Now compare this to a RAID set with a spare disk. In the case of a spare disk you have 1 disk which is receiving all the data that is being rebuild. That single disk can only take an X number of IOPS. Lets say it is a really fast disk and it can take 200 IOPS. Compare that to VSAN… Lets say you used really slow disks which only do 75 IOPS… Still that is (potentially) 49 disks x 75 IOPS for reads and 55 disks for writes.
That is the major difference, we don’t have a single drive as a designated hot spare (or should I say bottleneck?), we have the whole cluster as a hot spare!

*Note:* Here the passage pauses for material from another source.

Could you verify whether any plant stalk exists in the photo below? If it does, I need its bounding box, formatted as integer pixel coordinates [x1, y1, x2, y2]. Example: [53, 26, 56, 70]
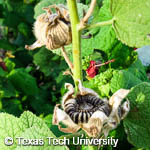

As such rebuild times when using similar drives should always be faster with VSAN compared to traditional storage.
Brian Suhr says
Question on your statement below
“Note that not only will all 49 disks and 7 hosts help rebuilding the data, all 8 hosts and 55 disks will be able to receive the replica data!”
If a VM has a stripe =1 then the rebuild would be copying from 1 disk to the single target disk.
If stripe =2 then it would be 2 disks to 2 disks.
It does not seem like all disks would be involved unless your configuring VMs with a very large stripe size.
Duncan Epping says
Yes, I should have explained that a bit further and added the word “potentially”. Of course it depends on how many components are stored on the impacted disk and where those stored. Typically they will be distributed across the cluster and disks. So if 20 / 30 components are impacted they will come from the different hosts and disks.
Duncan Epping says
Also, striping also happens in other situations then defined by policy. (like size above 255GB for instance etc)
John Nicholson (@Lost_Signal) says
So you have a 1.2TB 10K drive fail in this case. Assuming the cluster was only utilized at 50% that’s only 600GB of data that needs to be copied from the 49 disks (So ~12GB) of data would need to be moved from each drive. Copying 12GB from a 10K drive to a 10K drive is fairly fast (even a slower drive its fairly quick).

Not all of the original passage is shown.